Information Transparency Challenges
Millions of medical devices are in use around the world today, ranging from latex gloves, hospital beds, and syringes to stents, pacemakers, insulin pumps, replacement knees, and hips. These devices are often treated before use to ensure strength and durability. Para Tech Coating provides parylene biocompatible coatings for medical devices, and this and other steps helps those devices save lives, reduce pain and suffering and improve the quality of life for patients.
However, complications or malfunctions can have severe consequences, including death, injury, or pain and suffering for patients. These problems, termed “adverse events” by the FDA, could be caused by improper application of the device or user error, improper or poor labeling, device malfunction, or faulty manufacturing. If it’s suspected that there is a problem with a device, it should be fixed immediately instead of being ignored; it could put someone’s life in potential danger. Sometimes, the issue could be resolved by simply contacting a medical cable assembly manufacturer instead of a whole replacement of equipment.
Ultimately, there is no denying that safety has to come first when working in a medical setting. With this in mind, it is vital that measures are put in place to protect patients, doctors, nurses, and other medical facility staff from hazards and danger. For example, it is no secret that medical facilities are often home to large amounts of hazardous chemicals. Put simply, when organizations like medical facilities and laboratories store or handle chemicals within their workplace, some spillage is inevitable. Therefore it is essential to have a spill response plan in place. With this in mind, it is crucial that staff have access to emergency cleaning equipment such as these Storemasta Spill Kits. Above all, investing in spill kits ensures that any spills can be combatted safely and efficiently.

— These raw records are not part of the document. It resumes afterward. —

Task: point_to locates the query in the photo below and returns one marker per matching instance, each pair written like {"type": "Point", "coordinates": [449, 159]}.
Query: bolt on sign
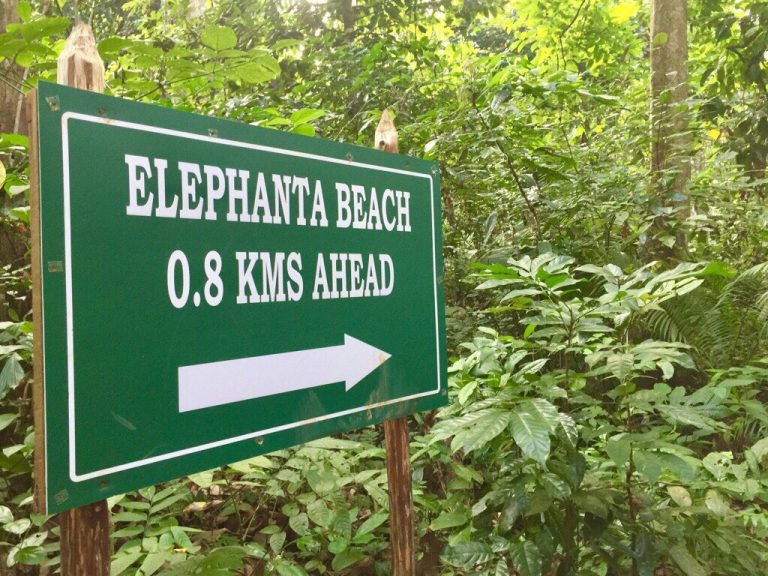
{"type": "Point", "coordinates": [212, 291]}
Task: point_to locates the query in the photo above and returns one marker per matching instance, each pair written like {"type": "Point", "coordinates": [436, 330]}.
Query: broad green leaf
{"type": "Point", "coordinates": [219, 37]}
{"type": "Point", "coordinates": [154, 561]}
{"type": "Point", "coordinates": [647, 464]}
{"type": "Point", "coordinates": [256, 72]}
{"type": "Point", "coordinates": [11, 375]}
{"type": "Point", "coordinates": [320, 514]}
{"type": "Point", "coordinates": [372, 523]}
{"type": "Point", "coordinates": [526, 558]}
{"type": "Point", "coordinates": [306, 115]}
{"type": "Point", "coordinates": [512, 511]}
{"type": "Point", "coordinates": [6, 515]}
{"type": "Point", "coordinates": [467, 554]}
{"type": "Point", "coordinates": [619, 449]}
{"type": "Point", "coordinates": [686, 562]}
{"type": "Point", "coordinates": [338, 544]}
{"type": "Point", "coordinates": [18, 526]}
{"type": "Point", "coordinates": [449, 520]}
{"type": "Point", "coordinates": [202, 479]}
{"type": "Point", "coordinates": [299, 523]}
{"type": "Point", "coordinates": [717, 503]}
{"type": "Point", "coordinates": [221, 562]}
{"type": "Point", "coordinates": [285, 568]}
{"type": "Point", "coordinates": [276, 541]}
{"type": "Point", "coordinates": [481, 432]}
{"type": "Point", "coordinates": [113, 45]}
{"type": "Point", "coordinates": [680, 496]}
{"type": "Point", "coordinates": [347, 558]}
{"type": "Point", "coordinates": [122, 562]}
{"type": "Point", "coordinates": [531, 432]}
{"type": "Point", "coordinates": [620, 365]}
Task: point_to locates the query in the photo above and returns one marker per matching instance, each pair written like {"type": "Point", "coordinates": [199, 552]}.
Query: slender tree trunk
{"type": "Point", "coordinates": [670, 140]}
{"type": "Point", "coordinates": [12, 120]}
{"type": "Point", "coordinates": [11, 75]}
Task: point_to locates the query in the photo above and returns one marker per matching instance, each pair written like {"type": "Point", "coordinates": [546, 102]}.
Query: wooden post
{"type": "Point", "coordinates": [401, 535]}
{"type": "Point", "coordinates": [85, 545]}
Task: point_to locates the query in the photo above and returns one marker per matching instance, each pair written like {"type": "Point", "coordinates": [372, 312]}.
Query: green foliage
{"type": "Point", "coordinates": [607, 409]}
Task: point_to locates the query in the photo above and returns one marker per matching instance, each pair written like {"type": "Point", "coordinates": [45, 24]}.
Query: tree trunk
{"type": "Point", "coordinates": [670, 140]}
{"type": "Point", "coordinates": [11, 97]}
{"type": "Point", "coordinates": [12, 120]}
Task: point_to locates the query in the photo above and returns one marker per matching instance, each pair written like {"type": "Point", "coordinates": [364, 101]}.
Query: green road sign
{"type": "Point", "coordinates": [212, 291]}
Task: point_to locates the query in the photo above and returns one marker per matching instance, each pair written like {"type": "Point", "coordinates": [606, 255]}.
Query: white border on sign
{"type": "Point", "coordinates": [74, 476]}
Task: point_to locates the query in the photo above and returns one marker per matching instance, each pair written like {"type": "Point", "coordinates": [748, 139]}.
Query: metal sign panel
{"type": "Point", "coordinates": [213, 291]}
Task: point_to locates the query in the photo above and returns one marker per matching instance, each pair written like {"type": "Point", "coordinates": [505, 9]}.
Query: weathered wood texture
{"type": "Point", "coordinates": [80, 65]}
{"type": "Point", "coordinates": [38, 408]}
{"type": "Point", "coordinates": [85, 544]}
{"type": "Point", "coordinates": [401, 535]}
{"type": "Point", "coordinates": [670, 138]}
{"type": "Point", "coordinates": [85, 547]}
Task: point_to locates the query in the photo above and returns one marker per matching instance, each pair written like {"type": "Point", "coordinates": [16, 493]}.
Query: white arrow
{"type": "Point", "coordinates": [217, 383]}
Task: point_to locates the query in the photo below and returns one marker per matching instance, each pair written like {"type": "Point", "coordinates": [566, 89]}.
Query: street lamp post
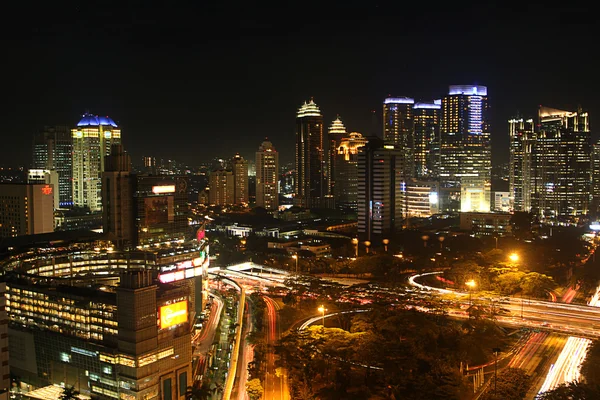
{"type": "Point", "coordinates": [322, 310]}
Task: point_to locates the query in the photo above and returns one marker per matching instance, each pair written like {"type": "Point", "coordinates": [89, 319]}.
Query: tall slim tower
{"type": "Point", "coordinates": [240, 176]}
{"type": "Point", "coordinates": [521, 169]}
{"type": "Point", "coordinates": [563, 164]}
{"type": "Point", "coordinates": [267, 174]}
{"type": "Point", "coordinates": [426, 117]}
{"type": "Point", "coordinates": [398, 130]}
{"type": "Point", "coordinates": [337, 131]}
{"type": "Point", "coordinates": [465, 149]}
{"type": "Point", "coordinates": [52, 150]}
{"type": "Point", "coordinates": [346, 170]}
{"type": "Point", "coordinates": [310, 177]}
{"type": "Point", "coordinates": [92, 140]}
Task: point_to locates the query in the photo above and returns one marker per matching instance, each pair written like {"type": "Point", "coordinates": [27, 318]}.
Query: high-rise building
{"type": "Point", "coordinates": [380, 190]}
{"type": "Point", "coordinates": [465, 149]}
{"type": "Point", "coordinates": [310, 178]}
{"type": "Point", "coordinates": [240, 177]}
{"type": "Point", "coordinates": [426, 122]}
{"type": "Point", "coordinates": [118, 220]}
{"type": "Point", "coordinates": [521, 170]}
{"type": "Point", "coordinates": [337, 131]}
{"type": "Point", "coordinates": [346, 170]}
{"type": "Point", "coordinates": [26, 209]}
{"type": "Point", "coordinates": [92, 140]}
{"type": "Point", "coordinates": [46, 176]}
{"type": "Point", "coordinates": [222, 188]}
{"type": "Point", "coordinates": [398, 129]}
{"type": "Point", "coordinates": [563, 164]}
{"type": "Point", "coordinates": [267, 176]}
{"type": "Point", "coordinates": [52, 150]}
{"type": "Point", "coordinates": [595, 209]}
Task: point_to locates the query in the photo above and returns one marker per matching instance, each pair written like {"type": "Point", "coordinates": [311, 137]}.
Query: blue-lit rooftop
{"type": "Point", "coordinates": [94, 120]}
{"type": "Point", "coordinates": [472, 90]}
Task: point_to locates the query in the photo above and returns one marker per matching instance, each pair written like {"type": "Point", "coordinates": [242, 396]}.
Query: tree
{"type": "Point", "coordinates": [69, 393]}
{"type": "Point", "coordinates": [254, 389]}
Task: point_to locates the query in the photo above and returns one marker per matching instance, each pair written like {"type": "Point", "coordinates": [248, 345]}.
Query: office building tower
{"type": "Point", "coordinates": [426, 122]}
{"type": "Point", "coordinates": [563, 164]}
{"type": "Point", "coordinates": [521, 169]}
{"type": "Point", "coordinates": [398, 130]}
{"type": "Point", "coordinates": [118, 220]}
{"type": "Point", "coordinates": [310, 177]}
{"type": "Point", "coordinates": [26, 209]}
{"type": "Point", "coordinates": [239, 167]}
{"type": "Point", "coordinates": [92, 140]}
{"type": "Point", "coordinates": [48, 177]}
{"type": "Point", "coordinates": [465, 149]}
{"type": "Point", "coordinates": [595, 208]}
{"type": "Point", "coordinates": [267, 176]}
{"type": "Point", "coordinates": [337, 131]}
{"type": "Point", "coordinates": [380, 190]}
{"type": "Point", "coordinates": [52, 150]}
{"type": "Point", "coordinates": [346, 170]}
{"type": "Point", "coordinates": [221, 184]}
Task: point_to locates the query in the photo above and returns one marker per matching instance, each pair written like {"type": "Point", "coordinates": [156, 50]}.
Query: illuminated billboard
{"type": "Point", "coordinates": [173, 314]}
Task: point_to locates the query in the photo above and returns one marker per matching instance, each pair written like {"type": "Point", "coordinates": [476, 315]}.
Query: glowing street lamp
{"type": "Point", "coordinates": [322, 310]}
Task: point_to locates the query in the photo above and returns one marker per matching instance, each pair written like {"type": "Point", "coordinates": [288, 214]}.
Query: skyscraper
{"type": "Point", "coordinates": [465, 149]}
{"type": "Point", "coordinates": [346, 170]}
{"type": "Point", "coordinates": [310, 179]}
{"type": "Point", "coordinates": [92, 140]}
{"type": "Point", "coordinates": [52, 150]}
{"type": "Point", "coordinates": [426, 121]}
{"type": "Point", "coordinates": [521, 170]}
{"type": "Point", "coordinates": [380, 190]}
{"type": "Point", "coordinates": [240, 177]}
{"type": "Point", "coordinates": [267, 176]}
{"type": "Point", "coordinates": [398, 129]}
{"type": "Point", "coordinates": [221, 183]}
{"type": "Point", "coordinates": [563, 163]}
{"type": "Point", "coordinates": [337, 131]}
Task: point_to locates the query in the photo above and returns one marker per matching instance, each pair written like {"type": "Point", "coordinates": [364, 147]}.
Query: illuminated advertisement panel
{"type": "Point", "coordinates": [173, 314]}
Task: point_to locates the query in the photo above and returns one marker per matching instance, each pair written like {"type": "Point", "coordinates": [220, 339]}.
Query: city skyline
{"type": "Point", "coordinates": [241, 83]}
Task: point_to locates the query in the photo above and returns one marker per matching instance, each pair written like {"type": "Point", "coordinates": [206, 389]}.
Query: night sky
{"type": "Point", "coordinates": [204, 79]}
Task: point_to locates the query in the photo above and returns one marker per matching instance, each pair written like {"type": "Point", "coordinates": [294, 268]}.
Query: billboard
{"type": "Point", "coordinates": [159, 210]}
{"type": "Point", "coordinates": [173, 314]}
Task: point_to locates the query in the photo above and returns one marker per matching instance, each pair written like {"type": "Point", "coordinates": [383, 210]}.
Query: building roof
{"type": "Point", "coordinates": [94, 120]}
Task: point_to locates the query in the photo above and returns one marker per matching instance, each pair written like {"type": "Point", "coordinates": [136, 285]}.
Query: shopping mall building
{"type": "Point", "coordinates": [113, 324]}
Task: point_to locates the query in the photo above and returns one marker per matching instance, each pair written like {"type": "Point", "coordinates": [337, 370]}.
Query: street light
{"type": "Point", "coordinates": [322, 310]}
{"type": "Point", "coordinates": [355, 243]}
{"type": "Point", "coordinates": [471, 284]}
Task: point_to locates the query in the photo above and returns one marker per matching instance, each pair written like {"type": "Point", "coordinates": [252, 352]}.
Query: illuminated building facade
{"type": "Point", "coordinates": [26, 209]}
{"type": "Point", "coordinates": [267, 176]}
{"type": "Point", "coordinates": [465, 149]}
{"type": "Point", "coordinates": [310, 175]}
{"type": "Point", "coordinates": [52, 150]}
{"type": "Point", "coordinates": [346, 170]}
{"type": "Point", "coordinates": [92, 140]}
{"type": "Point", "coordinates": [380, 190]}
{"type": "Point", "coordinates": [398, 130]}
{"type": "Point", "coordinates": [222, 187]}
{"type": "Point", "coordinates": [115, 325]}
{"type": "Point", "coordinates": [426, 122]}
{"type": "Point", "coordinates": [337, 131]}
{"type": "Point", "coordinates": [521, 171]}
{"type": "Point", "coordinates": [563, 165]}
{"type": "Point", "coordinates": [240, 180]}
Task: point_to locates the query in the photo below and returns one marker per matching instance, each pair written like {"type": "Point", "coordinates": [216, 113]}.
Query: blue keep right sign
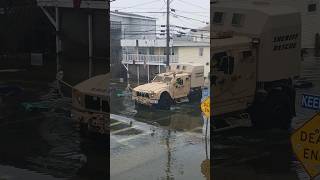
{"type": "Point", "coordinates": [310, 101]}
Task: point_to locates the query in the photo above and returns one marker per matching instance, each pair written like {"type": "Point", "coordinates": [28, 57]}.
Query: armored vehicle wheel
{"type": "Point", "coordinates": [273, 113]}
{"type": "Point", "coordinates": [195, 95]}
{"type": "Point", "coordinates": [165, 101]}
{"type": "Point", "coordinates": [137, 105]}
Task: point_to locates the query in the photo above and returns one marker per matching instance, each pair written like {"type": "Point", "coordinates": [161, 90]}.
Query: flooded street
{"type": "Point", "coordinates": [264, 154]}
{"type": "Point", "coordinates": [155, 144]}
{"type": "Point", "coordinates": [39, 140]}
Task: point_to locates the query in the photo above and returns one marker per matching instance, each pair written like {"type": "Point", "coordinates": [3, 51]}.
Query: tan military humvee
{"type": "Point", "coordinates": [183, 82]}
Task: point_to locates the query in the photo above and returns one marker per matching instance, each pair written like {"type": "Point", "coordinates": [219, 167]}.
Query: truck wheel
{"type": "Point", "coordinates": [195, 96]}
{"type": "Point", "coordinates": [278, 106]}
{"type": "Point", "coordinates": [273, 113]}
{"type": "Point", "coordinates": [137, 105]}
{"type": "Point", "coordinates": [165, 101]}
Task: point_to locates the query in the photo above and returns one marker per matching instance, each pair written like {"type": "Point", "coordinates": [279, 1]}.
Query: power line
{"type": "Point", "coordinates": [185, 2]}
{"type": "Point", "coordinates": [189, 18]}
{"type": "Point", "coordinates": [141, 4]}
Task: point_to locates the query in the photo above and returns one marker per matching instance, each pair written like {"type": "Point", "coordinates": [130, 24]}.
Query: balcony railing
{"type": "Point", "coordinates": [147, 59]}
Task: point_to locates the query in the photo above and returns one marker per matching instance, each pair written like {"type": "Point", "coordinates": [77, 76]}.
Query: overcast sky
{"type": "Point", "coordinates": [195, 9]}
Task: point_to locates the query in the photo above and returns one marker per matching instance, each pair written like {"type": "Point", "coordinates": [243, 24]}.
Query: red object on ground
{"type": "Point", "coordinates": [76, 3]}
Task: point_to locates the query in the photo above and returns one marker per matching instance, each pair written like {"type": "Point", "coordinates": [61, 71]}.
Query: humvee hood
{"type": "Point", "coordinates": [151, 87]}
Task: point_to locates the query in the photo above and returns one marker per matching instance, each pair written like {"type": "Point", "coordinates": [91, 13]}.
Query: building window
{"type": "Point", "coordinates": [312, 7]}
{"type": "Point", "coordinates": [218, 18]}
{"type": "Point", "coordinates": [237, 19]}
{"type": "Point", "coordinates": [200, 51]}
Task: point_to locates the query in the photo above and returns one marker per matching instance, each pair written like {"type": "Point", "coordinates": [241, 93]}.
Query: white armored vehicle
{"type": "Point", "coordinates": [255, 54]}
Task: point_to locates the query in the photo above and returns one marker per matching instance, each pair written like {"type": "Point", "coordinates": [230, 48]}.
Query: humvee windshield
{"type": "Point", "coordinates": [164, 79]}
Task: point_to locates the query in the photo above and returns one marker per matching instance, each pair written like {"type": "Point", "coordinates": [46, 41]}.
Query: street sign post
{"type": "Point", "coordinates": [306, 145]}
{"type": "Point", "coordinates": [205, 107]}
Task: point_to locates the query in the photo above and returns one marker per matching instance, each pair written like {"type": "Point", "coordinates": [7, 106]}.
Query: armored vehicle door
{"type": "Point", "coordinates": [233, 80]}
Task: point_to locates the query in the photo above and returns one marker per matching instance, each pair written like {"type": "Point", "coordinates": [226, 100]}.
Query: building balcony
{"type": "Point", "coordinates": [147, 59]}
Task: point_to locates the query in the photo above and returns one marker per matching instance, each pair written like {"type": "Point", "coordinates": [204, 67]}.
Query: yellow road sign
{"type": "Point", "coordinates": [205, 107]}
{"type": "Point", "coordinates": [306, 145]}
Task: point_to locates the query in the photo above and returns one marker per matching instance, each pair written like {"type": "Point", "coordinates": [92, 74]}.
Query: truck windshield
{"type": "Point", "coordinates": [164, 79]}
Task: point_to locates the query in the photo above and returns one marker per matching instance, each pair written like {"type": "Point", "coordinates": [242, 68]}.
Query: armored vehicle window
{"type": "Point", "coordinates": [218, 18]}
{"type": "Point", "coordinates": [92, 102]}
{"type": "Point", "coordinates": [105, 106]}
{"type": "Point", "coordinates": [312, 7]}
{"type": "Point", "coordinates": [246, 54]}
{"type": "Point", "coordinates": [200, 51]}
{"type": "Point", "coordinates": [237, 19]}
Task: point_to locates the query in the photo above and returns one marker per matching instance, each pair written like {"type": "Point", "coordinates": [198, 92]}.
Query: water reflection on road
{"type": "Point", "coordinates": [165, 145]}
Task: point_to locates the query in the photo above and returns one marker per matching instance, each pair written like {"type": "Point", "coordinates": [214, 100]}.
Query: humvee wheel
{"type": "Point", "coordinates": [165, 101]}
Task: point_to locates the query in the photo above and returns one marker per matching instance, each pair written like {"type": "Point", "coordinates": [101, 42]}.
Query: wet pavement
{"type": "Point", "coordinates": [243, 152]}
{"type": "Point", "coordinates": [43, 143]}
{"type": "Point", "coordinates": [155, 144]}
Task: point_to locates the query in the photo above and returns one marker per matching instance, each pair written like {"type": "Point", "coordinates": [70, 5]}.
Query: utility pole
{"type": "Point", "coordinates": [168, 34]}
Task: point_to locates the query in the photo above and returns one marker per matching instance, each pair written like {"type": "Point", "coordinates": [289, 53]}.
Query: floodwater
{"type": "Point", "coordinates": [43, 144]}
{"type": "Point", "coordinates": [264, 154]}
{"type": "Point", "coordinates": [158, 144]}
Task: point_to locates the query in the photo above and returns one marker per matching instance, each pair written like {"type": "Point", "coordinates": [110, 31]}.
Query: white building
{"type": "Point", "coordinates": [148, 57]}
{"type": "Point", "coordinates": [134, 26]}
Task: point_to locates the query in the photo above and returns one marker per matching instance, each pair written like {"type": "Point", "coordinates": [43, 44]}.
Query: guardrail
{"type": "Point", "coordinates": [147, 59]}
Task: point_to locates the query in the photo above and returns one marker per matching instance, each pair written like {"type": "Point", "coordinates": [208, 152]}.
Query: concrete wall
{"type": "Point", "coordinates": [74, 37]}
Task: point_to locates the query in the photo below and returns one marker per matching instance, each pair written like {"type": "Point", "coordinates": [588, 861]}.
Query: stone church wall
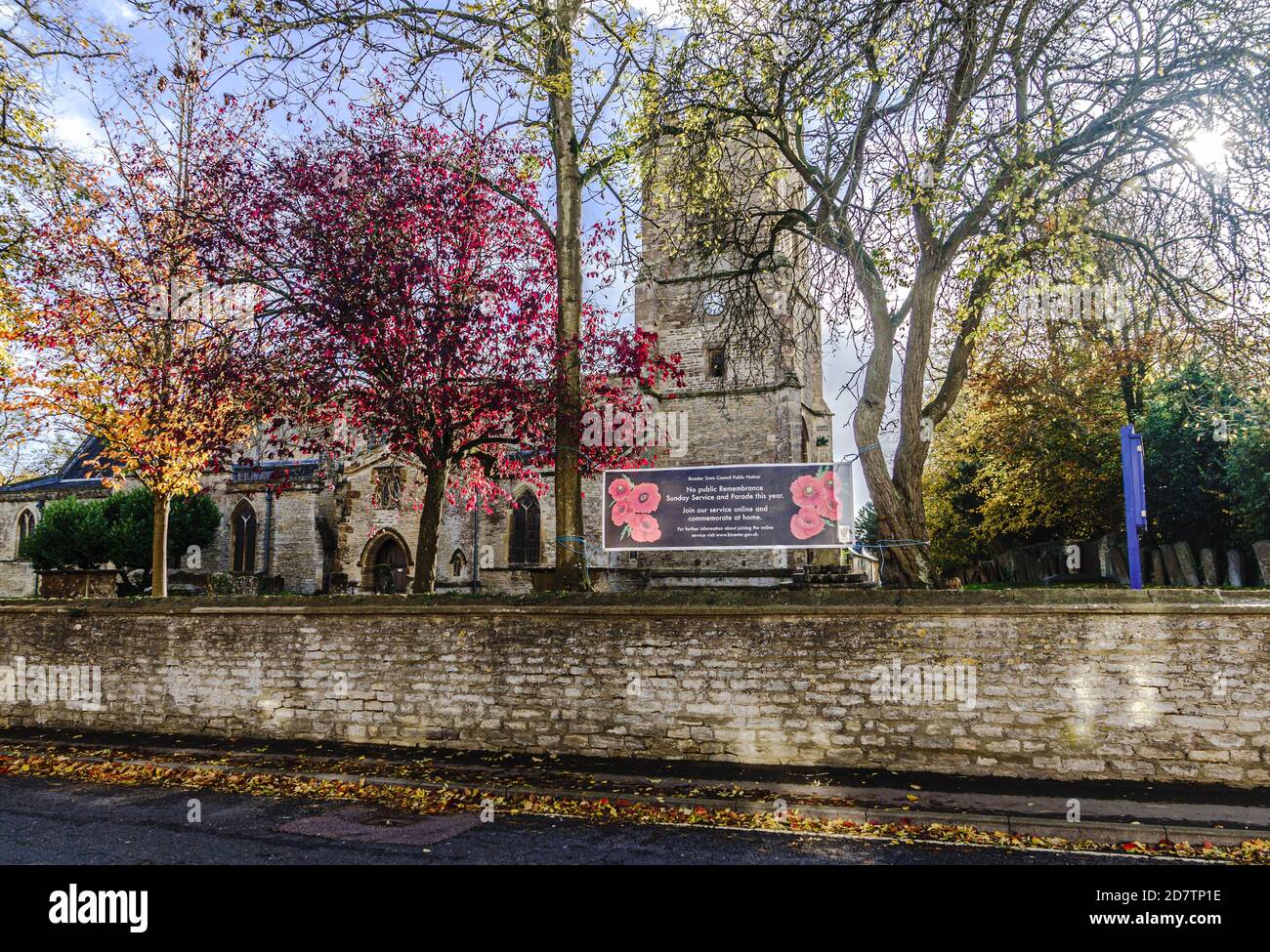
{"type": "Point", "coordinates": [1067, 685]}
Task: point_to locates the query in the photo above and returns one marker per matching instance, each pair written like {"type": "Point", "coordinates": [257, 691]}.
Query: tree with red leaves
{"type": "Point", "coordinates": [413, 277]}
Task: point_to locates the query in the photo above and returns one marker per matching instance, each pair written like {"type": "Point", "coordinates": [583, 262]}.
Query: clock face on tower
{"type": "Point", "coordinates": [714, 303]}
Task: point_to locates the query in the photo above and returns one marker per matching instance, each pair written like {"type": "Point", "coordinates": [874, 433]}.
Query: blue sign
{"type": "Point", "coordinates": [1133, 468]}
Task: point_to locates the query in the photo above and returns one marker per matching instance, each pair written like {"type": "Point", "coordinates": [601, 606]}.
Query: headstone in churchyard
{"type": "Point", "coordinates": [1186, 562]}
{"type": "Point", "coordinates": [1171, 565]}
{"type": "Point", "coordinates": [1261, 550]}
{"type": "Point", "coordinates": [1119, 565]}
{"type": "Point", "coordinates": [1207, 563]}
{"type": "Point", "coordinates": [1235, 567]}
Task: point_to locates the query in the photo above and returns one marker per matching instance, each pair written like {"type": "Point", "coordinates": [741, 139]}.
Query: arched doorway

Need for Clear Actionable Information
Healthcare organizations are routinely challenged by the inability to quickly access up-to-date medical device adverse event information. When the right information is available, they can make informed decisions that will ultimately save lives, improve patient outcomes, mitigate risk, and save money.
Many in the healthcare community believe the US FDA identifies all problem medical devices quickly and keeps the healthcare community informed through recalls and notifications. Over 70,000 medical device adverse events are reported every month, but it can take the FDA between two months and two years before problem devices are identified. Once identified, further analysis is required and, if deemed appropriate, the FDA will issue a recall notification to the device manufacturer. The manufacturers should be able to recall these devices easily. When devices like this are being produced, most manufacturers will make sure to print an individual code onto each product with a continuous inkjet printer. This helps them to track the products if the devices become faulty. These printers are being used in more manufacturing plants recently as some of them are now able to print on top of darker colors, ensuring that these codes are visibile on any product or device. To read more about these printers, people could visit a German Site called Kunststoffweb, for example.
The FDA provides public access to over 5.9 million redacted, HIPAA compliant, medical device adverse event reports (MDRs) through their Manufacturer and User Facility Device Experience (MAUDE) public website. However, extracting meaningful information and metrics is cumbersome and requires a great deal of time and effort.
Consequently, healthcare organizations may not have or be able to access all the pertinent information they need in a reasonable time-frame. Without it, they lack the information for optimal device selection and use – putting patients, physicians and their organizations at risk.
Metrics on Adverse Events and Recalls – Difficult to Obtain
Additionally, MDRs are often misclassified and use ambiguous, confusing language making it virtually impossible, using the FDA’s MAUDE website, to access and obtain accurate and complete metrics on all the MDRs submitted for a device.
For example – When an MDR is submitted by a device manufacturer, a healthcare organization or a patient/patient advocate, they must classify the event as either a Death, Injury or Malfunction. Many reports are classified as Injury or Malfunction even though a Death occurred, obfuscating the true result of the event.
Adverse Event and Recall Information Transparency
Device Events provides easy access to clear, comprehensive metrics, reports and signal alerts on a medical device’s adverse event history. As a result, users are empowered with the most comprehensive and up-to-date information enabling them to act decisively to reduce risk for all concerned parties.